N.Y. Withholds Approval for Long Beach and Rockland's Deficit Bonds

The New York State Legislature ended its session without signing off on requests to allow financially distressed municipalities to use deficit financing, which Moody’s Investors Service calls a credit negative for those communities.

Lawmakers adjourned on Thursday without passing bills that would have enabled Rockland County, the city of Long Beach and other local governments to issue long-term deficit-reduction bonds.

“The deficit-reduction bonds would have extended the time that these issuers have to repay cash-flow-related debt,” said Moody’s analyst Robert Weber.

Local governments in New York can request home-rule legislation from the state that would allow them to issue bonds for operating rather than capital purposes. The bonds typically have a 10-year maturity and a fixed coupon.

Long Beach, a waterfront community on Long Island’s south shore, has been running operating deficits since 2008. It had originally planned to reduce its $10 million deficit over three years with a temporary surcharge that would equate to a property tax hike of about 11.9%.

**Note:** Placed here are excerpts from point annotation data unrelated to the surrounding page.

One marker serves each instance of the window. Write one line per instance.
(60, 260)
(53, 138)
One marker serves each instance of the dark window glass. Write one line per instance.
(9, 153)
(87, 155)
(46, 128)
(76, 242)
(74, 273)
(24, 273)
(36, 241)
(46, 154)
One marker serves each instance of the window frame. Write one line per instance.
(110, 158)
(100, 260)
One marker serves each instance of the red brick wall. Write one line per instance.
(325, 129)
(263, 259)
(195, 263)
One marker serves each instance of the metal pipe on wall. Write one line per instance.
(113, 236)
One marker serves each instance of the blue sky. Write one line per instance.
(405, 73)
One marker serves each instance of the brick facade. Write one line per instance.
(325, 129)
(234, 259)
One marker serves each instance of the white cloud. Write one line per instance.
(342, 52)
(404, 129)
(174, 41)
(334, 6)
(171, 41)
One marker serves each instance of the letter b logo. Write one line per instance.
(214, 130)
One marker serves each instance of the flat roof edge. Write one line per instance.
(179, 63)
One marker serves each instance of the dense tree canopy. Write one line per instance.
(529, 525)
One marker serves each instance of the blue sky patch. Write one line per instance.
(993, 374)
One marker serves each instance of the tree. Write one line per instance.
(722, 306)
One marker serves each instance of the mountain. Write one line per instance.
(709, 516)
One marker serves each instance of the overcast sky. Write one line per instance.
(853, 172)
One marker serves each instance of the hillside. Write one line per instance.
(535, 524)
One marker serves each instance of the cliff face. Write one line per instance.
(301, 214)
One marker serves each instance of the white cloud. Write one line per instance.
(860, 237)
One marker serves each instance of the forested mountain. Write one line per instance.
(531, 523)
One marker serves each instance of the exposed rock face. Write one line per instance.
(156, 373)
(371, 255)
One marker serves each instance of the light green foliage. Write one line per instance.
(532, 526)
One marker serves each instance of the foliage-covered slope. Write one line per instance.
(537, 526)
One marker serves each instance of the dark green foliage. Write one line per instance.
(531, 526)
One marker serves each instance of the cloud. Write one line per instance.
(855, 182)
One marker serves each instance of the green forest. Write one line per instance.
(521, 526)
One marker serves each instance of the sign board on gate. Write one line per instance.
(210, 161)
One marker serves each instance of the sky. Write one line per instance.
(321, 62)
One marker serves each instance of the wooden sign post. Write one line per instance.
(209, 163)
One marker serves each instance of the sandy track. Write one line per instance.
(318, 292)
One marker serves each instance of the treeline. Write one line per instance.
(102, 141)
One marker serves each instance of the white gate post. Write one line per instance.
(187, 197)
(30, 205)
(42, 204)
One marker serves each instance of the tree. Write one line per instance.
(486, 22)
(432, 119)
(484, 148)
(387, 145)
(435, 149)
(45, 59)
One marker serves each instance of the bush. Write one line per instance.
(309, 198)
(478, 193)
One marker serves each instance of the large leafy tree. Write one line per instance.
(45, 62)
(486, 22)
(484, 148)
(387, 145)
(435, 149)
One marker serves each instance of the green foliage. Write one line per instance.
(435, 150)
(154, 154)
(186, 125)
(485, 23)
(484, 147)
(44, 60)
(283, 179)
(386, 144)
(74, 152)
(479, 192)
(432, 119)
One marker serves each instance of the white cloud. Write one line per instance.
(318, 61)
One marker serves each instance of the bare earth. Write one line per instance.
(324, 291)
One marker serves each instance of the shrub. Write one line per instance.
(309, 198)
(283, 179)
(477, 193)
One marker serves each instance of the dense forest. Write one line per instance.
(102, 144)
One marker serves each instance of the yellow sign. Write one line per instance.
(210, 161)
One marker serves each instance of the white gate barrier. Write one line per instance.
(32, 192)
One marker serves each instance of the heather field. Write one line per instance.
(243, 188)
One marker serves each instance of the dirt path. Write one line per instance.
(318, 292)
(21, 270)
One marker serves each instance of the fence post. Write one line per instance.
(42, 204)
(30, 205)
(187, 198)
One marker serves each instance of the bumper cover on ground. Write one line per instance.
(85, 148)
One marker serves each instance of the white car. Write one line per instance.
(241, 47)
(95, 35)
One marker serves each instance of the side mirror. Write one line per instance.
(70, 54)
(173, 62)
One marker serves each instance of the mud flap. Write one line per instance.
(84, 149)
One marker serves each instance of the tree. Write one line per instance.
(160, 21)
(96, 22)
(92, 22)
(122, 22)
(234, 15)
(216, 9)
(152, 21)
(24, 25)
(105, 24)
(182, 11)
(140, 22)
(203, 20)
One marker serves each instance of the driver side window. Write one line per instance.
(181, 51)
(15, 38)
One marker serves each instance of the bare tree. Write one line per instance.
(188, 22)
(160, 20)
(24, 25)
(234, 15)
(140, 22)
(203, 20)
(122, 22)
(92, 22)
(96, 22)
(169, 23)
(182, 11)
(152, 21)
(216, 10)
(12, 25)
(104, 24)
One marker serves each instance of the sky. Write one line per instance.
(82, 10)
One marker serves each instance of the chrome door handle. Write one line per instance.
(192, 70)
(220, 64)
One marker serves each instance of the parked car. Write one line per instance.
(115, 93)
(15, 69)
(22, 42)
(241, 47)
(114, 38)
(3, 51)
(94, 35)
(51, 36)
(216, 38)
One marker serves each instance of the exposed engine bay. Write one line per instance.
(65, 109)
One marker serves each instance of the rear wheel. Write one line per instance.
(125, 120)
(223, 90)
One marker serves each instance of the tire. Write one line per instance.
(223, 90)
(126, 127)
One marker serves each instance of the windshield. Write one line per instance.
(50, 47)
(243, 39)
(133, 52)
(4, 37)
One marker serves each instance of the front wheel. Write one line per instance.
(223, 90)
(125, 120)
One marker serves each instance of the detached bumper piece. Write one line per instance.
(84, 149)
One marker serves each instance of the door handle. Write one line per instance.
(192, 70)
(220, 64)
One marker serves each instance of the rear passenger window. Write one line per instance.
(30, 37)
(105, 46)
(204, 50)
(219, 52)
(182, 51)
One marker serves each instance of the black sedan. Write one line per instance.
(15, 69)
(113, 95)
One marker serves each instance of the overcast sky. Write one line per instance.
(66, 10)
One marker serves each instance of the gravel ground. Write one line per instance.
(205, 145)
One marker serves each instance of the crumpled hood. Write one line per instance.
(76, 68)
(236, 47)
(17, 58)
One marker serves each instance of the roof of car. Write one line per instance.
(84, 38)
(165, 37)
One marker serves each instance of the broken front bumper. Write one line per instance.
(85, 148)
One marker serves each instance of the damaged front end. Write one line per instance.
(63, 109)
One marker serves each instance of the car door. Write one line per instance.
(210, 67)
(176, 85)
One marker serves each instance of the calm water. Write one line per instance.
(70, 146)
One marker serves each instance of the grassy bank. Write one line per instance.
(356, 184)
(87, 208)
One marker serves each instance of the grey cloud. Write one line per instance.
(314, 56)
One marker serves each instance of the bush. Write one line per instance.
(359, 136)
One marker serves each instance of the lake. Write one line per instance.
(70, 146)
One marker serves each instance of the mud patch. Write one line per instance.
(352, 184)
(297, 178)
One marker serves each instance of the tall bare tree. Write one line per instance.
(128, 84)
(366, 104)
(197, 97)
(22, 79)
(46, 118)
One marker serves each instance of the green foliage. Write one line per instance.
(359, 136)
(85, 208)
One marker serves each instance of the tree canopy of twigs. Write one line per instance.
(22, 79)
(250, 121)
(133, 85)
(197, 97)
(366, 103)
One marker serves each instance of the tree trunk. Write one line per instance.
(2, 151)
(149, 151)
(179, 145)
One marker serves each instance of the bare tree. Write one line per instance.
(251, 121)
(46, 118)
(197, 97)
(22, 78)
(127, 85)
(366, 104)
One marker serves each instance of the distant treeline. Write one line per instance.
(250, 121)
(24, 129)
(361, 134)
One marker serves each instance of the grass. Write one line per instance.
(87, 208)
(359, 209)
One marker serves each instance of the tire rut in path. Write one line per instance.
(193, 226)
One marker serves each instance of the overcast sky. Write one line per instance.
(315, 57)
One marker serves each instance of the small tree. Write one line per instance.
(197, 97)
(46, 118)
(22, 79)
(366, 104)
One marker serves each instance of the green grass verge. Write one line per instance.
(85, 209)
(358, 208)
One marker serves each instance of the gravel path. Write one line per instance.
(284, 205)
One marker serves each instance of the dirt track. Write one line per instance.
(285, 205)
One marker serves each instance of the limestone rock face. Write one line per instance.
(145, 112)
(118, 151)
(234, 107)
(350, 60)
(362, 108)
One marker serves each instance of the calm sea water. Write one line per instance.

In a City Council meeting last month, city manager Jack Schnirman proposed seeking approval for $15 million of deficit reduction bonds, which he said would lower that surcharge to 5.28% by spreading out the debt service over 10 years. Now that the Legislature has not approved the bonds, Schnirman said they will be reviewing their options over the next couple of weeks.

“We’re disappointed that politics seems to be interfering with what has always been a routine approval for municipalities across the state,” Schnirman said, adding that they will make sure that they’re acting responsibly and in a timely manner.

Weber said in the report that without the additional tax increase, the city will likely face continued liquidity strains.

Moody’s currently rates Long Beach at Baa3 with a negative outlook, the lowest investment-grade rating. Earlier this month, the agency took the rating off review for further downgrade.

Rockland County hoped to issue up to $80 million of deficit-reduction bonds to plug its deficit.

“Unlike Long Beach, Rockland did not budget for the issuance of deficit reduction bonds and therefore has more leeway, partly because it has until [Dec. 7] to finalize its budget,” the Moody’s report said.

Rockland finance commissioner Stephen DeGroat said without the deficit bonds, the county would pay down its gap at a slower pace, instead of all at once.

“We would just set up a budgetary reserve in our budget every year, probably starting in 2013, of which a portion of revenues would be designated, like the residential energy tax,” DeGroat said. He added that it could take up to 10 years and that the county’s issuance of cash flow notes would likely increase.

As part of its contingency plan to address its $21 million budget gap, the county recently implemented a 4% energy surcharge, which officials have estimated would generate $5.8 million for the last seven months of 2012.

Rockland County is one of New York’s wealthiest counties and is also its lowest rated at Baa3 by Moody’s. Last week, Moody’s took the rating off review for further downgrade, and assigned a negative outlook.

In other good news for the county, it sold $35 million of revenue anticipation notes on Thursday at a lower interest rate than its last notes offering earlier this month.

The debt priced with a 2.8% yield and bids of at least $140 million, DeGroat said. The Rans were issued to finance operational costs.